But there it was, that little hint of evasion.
“Just coins?”
She tilted her head.
“You are good, aren’t you?” she said.
“I’ve had practice.”
“At picking up on what’s unsaid?”
“That, and knowing when someone wants to finish a tale but is worried about how it might sound, or make them appear.”
“I’ve got no concerns about the second part.”
“What about the first?”
“Some,” she conceded. “And it wasn’t ‘just’ coins.”
“I’m not following you. You mean they stole other items as well?”

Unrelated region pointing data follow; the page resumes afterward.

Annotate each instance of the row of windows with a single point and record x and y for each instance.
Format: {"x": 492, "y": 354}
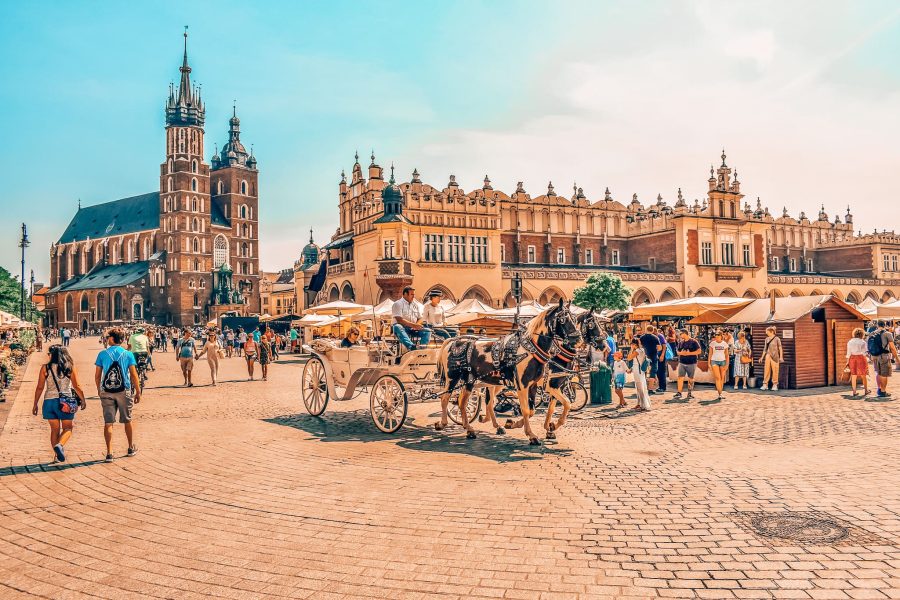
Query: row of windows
{"x": 726, "y": 254}
{"x": 531, "y": 256}
{"x": 455, "y": 248}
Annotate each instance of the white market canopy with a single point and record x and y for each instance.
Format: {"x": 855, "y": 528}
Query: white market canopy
{"x": 687, "y": 307}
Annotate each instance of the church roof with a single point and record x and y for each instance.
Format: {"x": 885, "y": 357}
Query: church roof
{"x": 125, "y": 215}
{"x": 106, "y": 277}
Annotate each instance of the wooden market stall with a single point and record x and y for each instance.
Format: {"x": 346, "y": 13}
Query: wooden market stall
{"x": 814, "y": 332}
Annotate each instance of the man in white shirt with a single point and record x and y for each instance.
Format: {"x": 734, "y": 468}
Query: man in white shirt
{"x": 433, "y": 315}
{"x": 408, "y": 320}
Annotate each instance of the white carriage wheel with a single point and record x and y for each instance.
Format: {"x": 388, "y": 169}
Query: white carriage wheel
{"x": 314, "y": 387}
{"x": 388, "y": 404}
{"x": 473, "y": 405}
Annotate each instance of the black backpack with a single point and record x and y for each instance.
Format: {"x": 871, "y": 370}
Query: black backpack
{"x": 114, "y": 378}
{"x": 874, "y": 343}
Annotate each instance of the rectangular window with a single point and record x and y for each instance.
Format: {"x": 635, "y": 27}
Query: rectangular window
{"x": 706, "y": 253}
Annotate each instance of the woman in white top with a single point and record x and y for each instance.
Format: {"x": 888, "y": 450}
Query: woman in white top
{"x": 639, "y": 370}
{"x": 857, "y": 360}
{"x": 719, "y": 350}
{"x": 58, "y": 383}
{"x": 211, "y": 350}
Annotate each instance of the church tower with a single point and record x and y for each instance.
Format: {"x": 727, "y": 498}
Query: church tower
{"x": 235, "y": 203}
{"x": 185, "y": 206}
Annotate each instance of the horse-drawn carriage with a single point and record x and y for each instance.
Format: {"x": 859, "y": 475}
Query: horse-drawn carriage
{"x": 393, "y": 378}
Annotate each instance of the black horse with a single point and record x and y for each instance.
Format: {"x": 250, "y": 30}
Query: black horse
{"x": 520, "y": 360}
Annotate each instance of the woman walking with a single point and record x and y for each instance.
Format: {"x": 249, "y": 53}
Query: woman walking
{"x": 857, "y": 360}
{"x": 743, "y": 358}
{"x": 186, "y": 353}
{"x": 251, "y": 354}
{"x": 211, "y": 349}
{"x": 639, "y": 368}
{"x": 718, "y": 361}
{"x": 58, "y": 383}
{"x": 265, "y": 355}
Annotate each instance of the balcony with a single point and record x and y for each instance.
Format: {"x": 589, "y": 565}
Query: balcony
{"x": 344, "y": 267}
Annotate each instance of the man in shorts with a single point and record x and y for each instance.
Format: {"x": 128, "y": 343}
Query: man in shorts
{"x": 881, "y": 361}
{"x": 118, "y": 387}
{"x": 688, "y": 351}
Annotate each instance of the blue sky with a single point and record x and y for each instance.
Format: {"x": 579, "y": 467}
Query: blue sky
{"x": 637, "y": 96}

“No.” She practically grimaced with frustration. “Look, the majority were coins as you or I would understand the term—you know, gold or silver, Roman or Greek, the kind you’d find behind glass in a collection—but one wasn’t.”
“What was it, then?”
She shifted uneasily on her feet. We were closing in on the truth, or some rendering of it.

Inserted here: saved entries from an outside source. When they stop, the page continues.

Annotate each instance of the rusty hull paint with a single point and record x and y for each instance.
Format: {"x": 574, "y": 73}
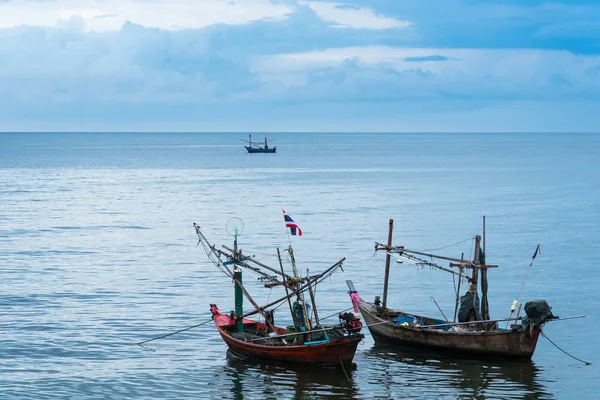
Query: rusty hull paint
{"x": 506, "y": 343}
{"x": 333, "y": 354}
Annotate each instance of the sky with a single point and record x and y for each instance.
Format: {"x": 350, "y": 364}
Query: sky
{"x": 291, "y": 65}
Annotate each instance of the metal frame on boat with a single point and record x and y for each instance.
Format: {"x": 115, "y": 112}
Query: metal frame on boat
{"x": 307, "y": 341}
{"x": 474, "y": 333}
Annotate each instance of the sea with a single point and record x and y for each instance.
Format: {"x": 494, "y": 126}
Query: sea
{"x": 98, "y": 253}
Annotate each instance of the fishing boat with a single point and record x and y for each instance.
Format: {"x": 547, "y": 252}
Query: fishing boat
{"x": 307, "y": 341}
{"x": 256, "y": 147}
{"x": 474, "y": 333}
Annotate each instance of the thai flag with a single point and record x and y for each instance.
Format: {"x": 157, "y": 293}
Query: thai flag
{"x": 289, "y": 223}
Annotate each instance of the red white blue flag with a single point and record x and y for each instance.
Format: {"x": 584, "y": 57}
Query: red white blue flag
{"x": 289, "y": 223}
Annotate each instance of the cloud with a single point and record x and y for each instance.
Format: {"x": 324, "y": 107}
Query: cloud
{"x": 350, "y": 16}
{"x": 110, "y": 15}
{"x": 286, "y": 63}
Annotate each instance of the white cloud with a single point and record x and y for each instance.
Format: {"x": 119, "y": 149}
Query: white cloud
{"x": 109, "y": 15}
{"x": 348, "y": 16}
{"x": 469, "y": 71}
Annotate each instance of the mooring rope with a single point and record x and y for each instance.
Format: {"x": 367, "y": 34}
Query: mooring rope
{"x": 173, "y": 333}
{"x": 570, "y": 355}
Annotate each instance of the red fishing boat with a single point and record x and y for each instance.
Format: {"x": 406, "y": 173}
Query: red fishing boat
{"x": 329, "y": 346}
{"x": 307, "y": 341}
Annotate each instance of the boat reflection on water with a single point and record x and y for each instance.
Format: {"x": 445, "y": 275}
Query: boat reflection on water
{"x": 440, "y": 375}
{"x": 251, "y": 380}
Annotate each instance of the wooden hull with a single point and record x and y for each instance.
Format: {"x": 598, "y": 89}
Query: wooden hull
{"x": 332, "y": 354}
{"x": 260, "y": 149}
{"x": 505, "y": 343}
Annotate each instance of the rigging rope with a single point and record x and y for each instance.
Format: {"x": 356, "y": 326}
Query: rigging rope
{"x": 450, "y": 245}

“It was Celtic,” she said, “made of potin, from before the time of Christ. The coin was discovered in Essex, but may have come from elsewhere in the British Isles, or may not even have been minted there at all. It’s hard to say, because it doesn’t look like anything else from that time or place.”
“What’s potin?”
“It’s a mixture of copper and tin, sometimes with lead thrown in.”
“Valuable?”
“Sure, to a museum or the right collector. The guy down in Athens wanted it very badly, which was why he put up the Indian coin as a lure, and helped Egon and Raum target the bogeyman. You see, this particular potin coin was very special, even if it didn’t look like it to me, not at first.”
“You saw it?”
“Yes,” she said, but she sounded tense.
“What was so unusual about it?”
She smoothed her apron while she debated what to share and what to exclude. There could only be two reasons for evasion: either she was scared, or she was trying to throw me off the scent. I thought the former was more likely, but that didn’t entirely preclude the latter.
“Look,” she said, “early British coins are fairly standardized. From what Egon has told me, they’re based on gold and silver staters introduced to the British Isles by traders from Gaul, because you imitate what you see, right? That’s why some of the first British coins had representations of Philip of Macedon on one side, for example, and a charioteer on the other. But then, as you go on, you find the coins becoming more distinctive, some with images of creatures, real and imaginary, like little works of art. It could be that the local shaman or chieftain might have been smoking something strong and had a vision, so that was what he wanted put on his coins. It makes them interesting, periodically unique.”
“And what was on the coin Egon showed you?” I asked.
“A beast,” she said. “Or more correctly, a demon.”
4
I grabbed a pile of dust, and holding it up, foolishly asked for as many birthdays as the grains of dust. I forgot to ask that they be years of youth.